Well, I know how to do it wrong – put on a couple coats of satin black latex paint (if there is such an animal)
I assume the proper finish would require some sealer and or primer, sanding, maybe more sealer, more sanding, paint, sanding, etc.

Im hoping some of you here can give me some (plenty!) help, and will be willing to answer my (probably many) questions. By nature I ask many questions about things im trying to learn, so forgive me.

So im staring at my bare MDF cabinets. assume I have sanded where necessary with 80 and then 120 grit. whats the first thing I need to do? Sealer? Primer? what type of sealer (or primer)?
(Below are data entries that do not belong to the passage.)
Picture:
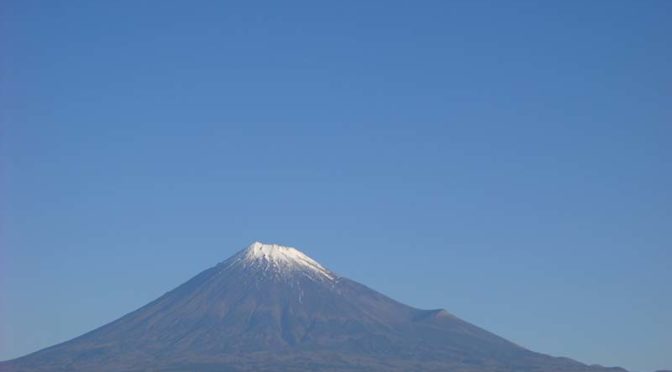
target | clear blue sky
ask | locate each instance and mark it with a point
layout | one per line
(511, 163)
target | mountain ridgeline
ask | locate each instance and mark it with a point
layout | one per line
(272, 308)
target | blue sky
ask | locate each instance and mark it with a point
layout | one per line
(511, 163)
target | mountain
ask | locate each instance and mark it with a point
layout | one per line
(272, 308)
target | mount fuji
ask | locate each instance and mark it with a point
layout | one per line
(273, 308)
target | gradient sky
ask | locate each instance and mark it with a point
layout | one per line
(511, 163)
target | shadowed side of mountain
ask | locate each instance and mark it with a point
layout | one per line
(271, 307)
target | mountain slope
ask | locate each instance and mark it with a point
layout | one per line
(273, 308)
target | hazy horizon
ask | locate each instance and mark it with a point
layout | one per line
(509, 163)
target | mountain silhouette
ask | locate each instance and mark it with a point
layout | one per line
(272, 308)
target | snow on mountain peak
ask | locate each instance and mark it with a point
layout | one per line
(281, 258)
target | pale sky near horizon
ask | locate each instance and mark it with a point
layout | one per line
(511, 163)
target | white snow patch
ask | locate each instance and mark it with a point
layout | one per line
(283, 259)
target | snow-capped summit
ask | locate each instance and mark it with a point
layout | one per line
(272, 308)
(280, 259)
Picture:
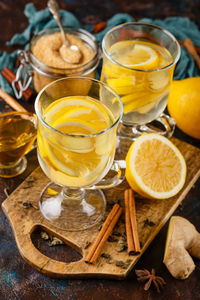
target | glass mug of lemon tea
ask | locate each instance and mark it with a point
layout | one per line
(138, 63)
(17, 135)
(77, 129)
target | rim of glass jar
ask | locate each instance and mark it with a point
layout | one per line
(54, 71)
(149, 25)
(38, 114)
(27, 113)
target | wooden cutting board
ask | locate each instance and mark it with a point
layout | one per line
(151, 216)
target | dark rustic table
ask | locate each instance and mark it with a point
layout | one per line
(18, 280)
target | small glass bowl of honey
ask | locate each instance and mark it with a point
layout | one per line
(17, 136)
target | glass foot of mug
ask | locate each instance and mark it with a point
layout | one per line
(163, 125)
(10, 170)
(72, 209)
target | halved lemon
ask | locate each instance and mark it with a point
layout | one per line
(155, 167)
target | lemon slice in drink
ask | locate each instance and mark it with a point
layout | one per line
(155, 167)
(74, 106)
(135, 54)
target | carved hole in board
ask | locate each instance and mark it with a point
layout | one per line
(59, 252)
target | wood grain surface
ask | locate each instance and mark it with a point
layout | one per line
(149, 212)
(19, 280)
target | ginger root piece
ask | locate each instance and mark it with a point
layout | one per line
(183, 241)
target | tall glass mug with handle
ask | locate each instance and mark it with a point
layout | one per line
(138, 63)
(77, 127)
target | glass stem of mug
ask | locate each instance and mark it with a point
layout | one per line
(77, 194)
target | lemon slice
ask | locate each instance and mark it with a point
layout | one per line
(72, 113)
(155, 167)
(141, 57)
(135, 54)
(71, 105)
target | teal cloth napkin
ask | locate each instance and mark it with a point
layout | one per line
(181, 28)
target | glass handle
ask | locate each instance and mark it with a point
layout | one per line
(118, 169)
(166, 121)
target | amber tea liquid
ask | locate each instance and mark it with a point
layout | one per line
(17, 135)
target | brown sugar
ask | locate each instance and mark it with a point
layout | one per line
(46, 50)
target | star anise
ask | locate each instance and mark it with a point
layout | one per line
(145, 275)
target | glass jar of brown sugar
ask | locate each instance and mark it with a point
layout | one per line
(46, 63)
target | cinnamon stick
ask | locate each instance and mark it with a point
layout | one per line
(189, 46)
(131, 223)
(9, 75)
(104, 234)
(11, 101)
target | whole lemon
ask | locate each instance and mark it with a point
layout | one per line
(184, 105)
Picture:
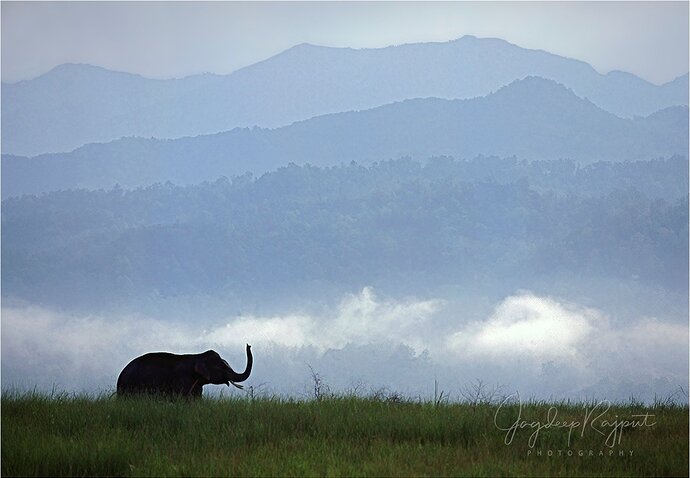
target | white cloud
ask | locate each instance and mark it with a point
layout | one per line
(538, 345)
(526, 325)
(360, 319)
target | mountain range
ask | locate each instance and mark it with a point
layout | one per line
(74, 104)
(533, 118)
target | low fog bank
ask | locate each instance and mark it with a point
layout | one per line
(541, 346)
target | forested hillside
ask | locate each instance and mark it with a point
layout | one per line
(423, 225)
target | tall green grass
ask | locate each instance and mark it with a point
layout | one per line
(67, 435)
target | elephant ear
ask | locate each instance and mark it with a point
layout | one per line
(201, 369)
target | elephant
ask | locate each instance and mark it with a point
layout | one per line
(167, 374)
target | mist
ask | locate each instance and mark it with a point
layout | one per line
(538, 346)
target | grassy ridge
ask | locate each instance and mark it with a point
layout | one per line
(86, 436)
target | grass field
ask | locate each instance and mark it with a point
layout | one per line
(68, 435)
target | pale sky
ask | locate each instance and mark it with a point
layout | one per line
(176, 39)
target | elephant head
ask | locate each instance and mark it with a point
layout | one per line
(213, 369)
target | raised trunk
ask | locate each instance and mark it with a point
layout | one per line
(241, 377)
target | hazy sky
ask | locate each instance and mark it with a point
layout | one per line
(174, 39)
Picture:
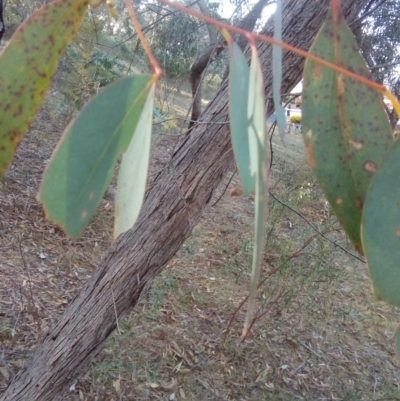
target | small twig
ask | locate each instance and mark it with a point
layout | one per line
(195, 121)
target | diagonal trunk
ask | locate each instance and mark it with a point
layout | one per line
(172, 208)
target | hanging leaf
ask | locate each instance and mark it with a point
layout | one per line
(277, 71)
(397, 340)
(381, 229)
(238, 100)
(345, 127)
(260, 163)
(133, 171)
(82, 165)
(27, 65)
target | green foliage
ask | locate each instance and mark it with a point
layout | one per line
(345, 160)
(27, 65)
(238, 104)
(295, 119)
(381, 228)
(176, 44)
(81, 168)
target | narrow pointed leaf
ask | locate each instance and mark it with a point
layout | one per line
(133, 171)
(238, 99)
(260, 161)
(277, 70)
(82, 166)
(397, 341)
(345, 127)
(27, 65)
(381, 229)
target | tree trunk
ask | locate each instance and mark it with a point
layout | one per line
(173, 206)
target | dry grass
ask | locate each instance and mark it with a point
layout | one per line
(321, 336)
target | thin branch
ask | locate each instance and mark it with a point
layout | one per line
(316, 229)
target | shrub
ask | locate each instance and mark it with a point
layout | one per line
(295, 119)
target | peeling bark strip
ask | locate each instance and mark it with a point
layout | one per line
(172, 208)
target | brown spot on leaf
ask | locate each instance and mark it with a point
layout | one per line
(355, 144)
(370, 166)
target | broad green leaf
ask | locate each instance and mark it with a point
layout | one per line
(133, 171)
(277, 70)
(27, 65)
(260, 161)
(238, 99)
(345, 127)
(381, 229)
(83, 163)
(397, 341)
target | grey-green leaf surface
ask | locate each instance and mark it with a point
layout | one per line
(133, 171)
(381, 229)
(82, 165)
(27, 65)
(260, 162)
(238, 99)
(397, 341)
(345, 127)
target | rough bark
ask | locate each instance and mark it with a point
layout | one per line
(172, 207)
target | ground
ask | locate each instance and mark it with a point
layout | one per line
(320, 334)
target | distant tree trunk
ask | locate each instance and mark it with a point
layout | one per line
(172, 208)
(214, 50)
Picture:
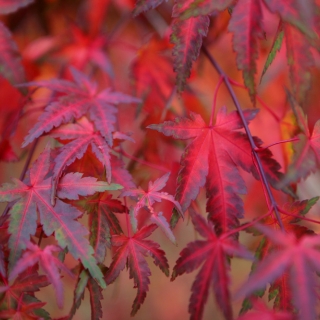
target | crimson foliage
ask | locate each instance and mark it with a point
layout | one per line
(97, 94)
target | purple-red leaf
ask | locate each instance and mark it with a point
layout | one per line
(300, 258)
(49, 263)
(33, 196)
(132, 250)
(212, 255)
(245, 24)
(210, 159)
(187, 39)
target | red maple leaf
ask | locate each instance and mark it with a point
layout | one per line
(79, 98)
(152, 71)
(147, 199)
(103, 222)
(83, 49)
(300, 258)
(132, 250)
(19, 295)
(212, 253)
(211, 160)
(187, 39)
(47, 261)
(32, 195)
(10, 60)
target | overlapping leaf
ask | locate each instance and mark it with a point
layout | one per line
(19, 295)
(10, 60)
(47, 261)
(298, 257)
(83, 49)
(33, 195)
(103, 222)
(290, 215)
(147, 199)
(132, 250)
(83, 135)
(210, 160)
(80, 97)
(246, 26)
(212, 255)
(85, 281)
(187, 39)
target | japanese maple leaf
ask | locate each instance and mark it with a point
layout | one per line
(133, 250)
(187, 39)
(79, 97)
(11, 105)
(247, 28)
(298, 257)
(306, 157)
(32, 195)
(102, 221)
(262, 312)
(83, 135)
(212, 253)
(8, 6)
(25, 312)
(290, 214)
(194, 8)
(299, 56)
(47, 261)
(147, 199)
(85, 281)
(19, 294)
(83, 49)
(211, 160)
(10, 60)
(152, 71)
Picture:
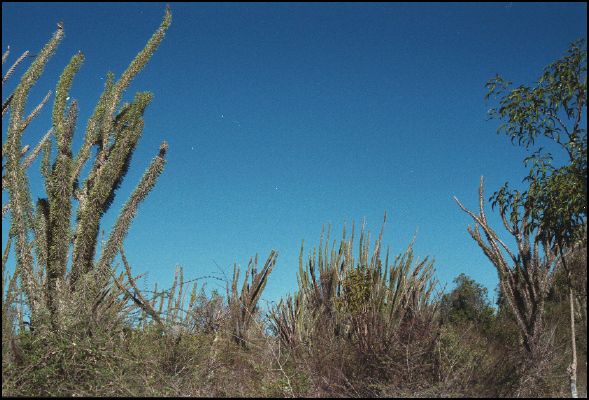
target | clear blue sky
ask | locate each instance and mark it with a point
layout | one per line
(284, 117)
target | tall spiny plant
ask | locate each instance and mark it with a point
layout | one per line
(525, 276)
(115, 135)
(243, 305)
(357, 298)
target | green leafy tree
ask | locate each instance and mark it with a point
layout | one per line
(468, 302)
(554, 108)
(555, 203)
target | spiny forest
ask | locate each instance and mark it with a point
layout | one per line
(363, 322)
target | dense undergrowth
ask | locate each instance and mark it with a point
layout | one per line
(362, 323)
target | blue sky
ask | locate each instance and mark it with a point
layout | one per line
(284, 117)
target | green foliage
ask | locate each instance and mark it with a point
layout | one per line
(468, 302)
(555, 109)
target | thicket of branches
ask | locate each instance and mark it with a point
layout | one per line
(361, 323)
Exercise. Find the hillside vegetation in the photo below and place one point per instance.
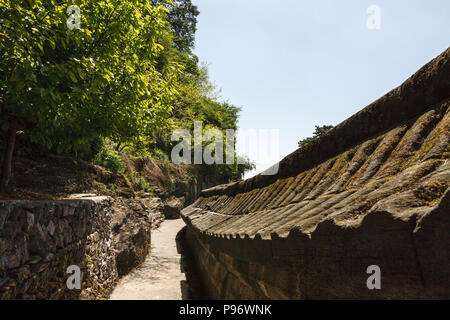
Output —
(103, 87)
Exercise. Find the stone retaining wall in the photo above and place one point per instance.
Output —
(40, 239)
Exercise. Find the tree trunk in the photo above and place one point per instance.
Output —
(8, 154)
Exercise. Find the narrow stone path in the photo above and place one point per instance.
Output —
(162, 275)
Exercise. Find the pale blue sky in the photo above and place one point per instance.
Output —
(293, 64)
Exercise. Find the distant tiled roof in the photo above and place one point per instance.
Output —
(392, 157)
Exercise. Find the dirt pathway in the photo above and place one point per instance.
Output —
(162, 276)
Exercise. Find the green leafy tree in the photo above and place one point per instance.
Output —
(62, 87)
(320, 130)
(183, 19)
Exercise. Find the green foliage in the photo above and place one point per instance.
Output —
(109, 158)
(320, 130)
(128, 76)
(138, 181)
(68, 86)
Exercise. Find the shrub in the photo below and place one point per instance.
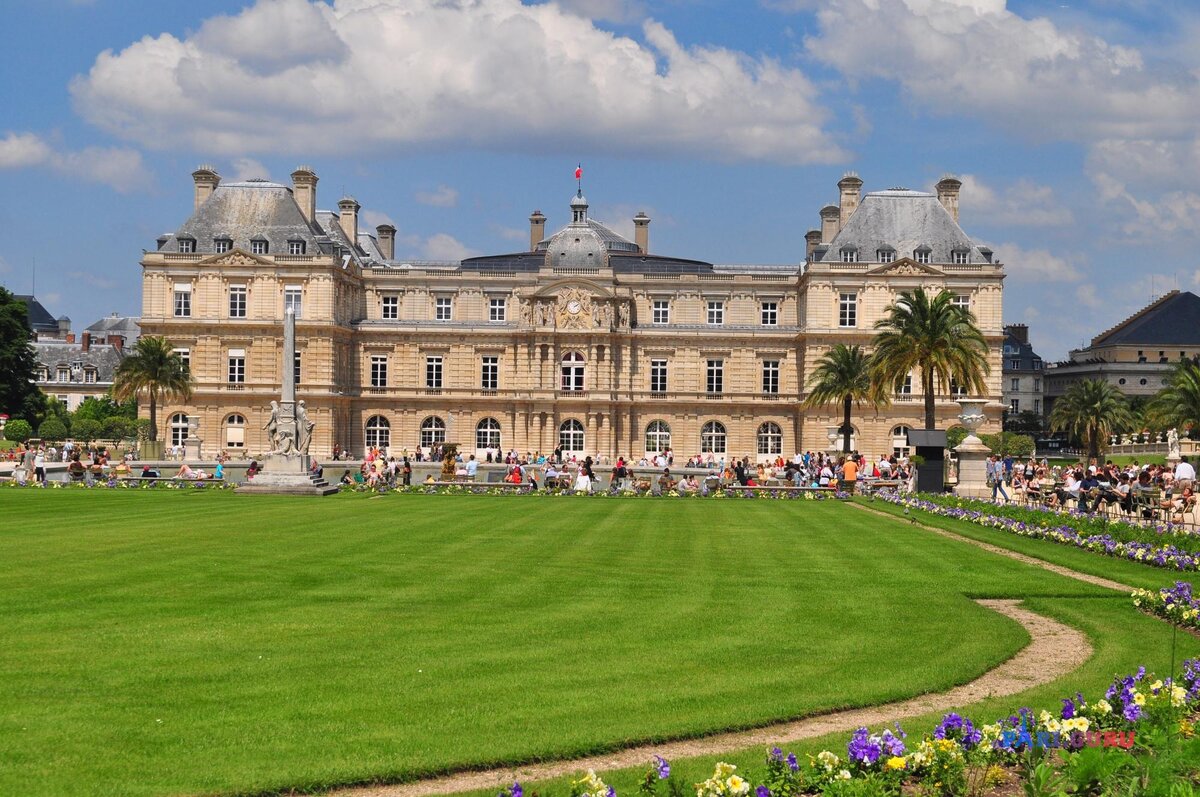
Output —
(18, 431)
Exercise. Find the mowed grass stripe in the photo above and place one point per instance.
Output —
(288, 642)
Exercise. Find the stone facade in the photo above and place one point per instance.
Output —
(586, 341)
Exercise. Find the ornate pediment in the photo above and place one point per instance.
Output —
(905, 267)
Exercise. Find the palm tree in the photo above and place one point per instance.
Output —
(1091, 409)
(937, 339)
(1179, 403)
(155, 371)
(843, 373)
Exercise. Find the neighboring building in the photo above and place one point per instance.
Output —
(1023, 372)
(1138, 354)
(586, 341)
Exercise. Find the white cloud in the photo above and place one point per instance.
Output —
(307, 77)
(1037, 264)
(1024, 203)
(119, 168)
(442, 197)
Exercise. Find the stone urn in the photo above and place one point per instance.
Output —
(972, 418)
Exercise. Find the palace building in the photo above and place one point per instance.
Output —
(586, 341)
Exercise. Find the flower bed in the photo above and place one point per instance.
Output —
(1145, 545)
(1140, 735)
(1173, 604)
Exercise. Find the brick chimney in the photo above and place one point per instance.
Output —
(948, 195)
(304, 191)
(537, 229)
(850, 189)
(642, 232)
(207, 181)
(387, 235)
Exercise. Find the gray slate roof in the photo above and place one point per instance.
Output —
(1171, 321)
(903, 221)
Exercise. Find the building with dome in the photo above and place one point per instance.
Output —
(583, 341)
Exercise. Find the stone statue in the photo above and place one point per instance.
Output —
(304, 429)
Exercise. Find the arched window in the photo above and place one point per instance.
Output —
(433, 431)
(573, 372)
(487, 433)
(235, 431)
(378, 432)
(178, 429)
(712, 438)
(771, 438)
(658, 436)
(570, 436)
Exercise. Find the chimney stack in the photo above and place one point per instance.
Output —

Or is 120 grit not the final grit and I need more sanding?

Thanks for any info

(I searched this forum for "mdf" and came up empty btw, so maybe this thread will help others as well in the future)


----------



## gnojham (Apr 7, 2011)

i just realized that my other thread in this forum has MDF right in the title, but didnt show up during a search. i hope this thread isnt redundant.


----------



## knotscott (Nov 8, 2007)

Most of my speakers were cloth and hardwood, but I did build a pair from MDF and had them painted with a combination of a hand applied technique for the outer panels, and black automotive finish lacquer. He sanded, primed, sanded and sprayed the black lacquer much like he would a car, and it turned out really nice (IMHO).


----------



## gnojham (Apr 7, 2011)

looks sweet. can you get the guy to come on here and explain how he did it?


----------



## gnojham (Apr 7, 2011)

nobody?


----------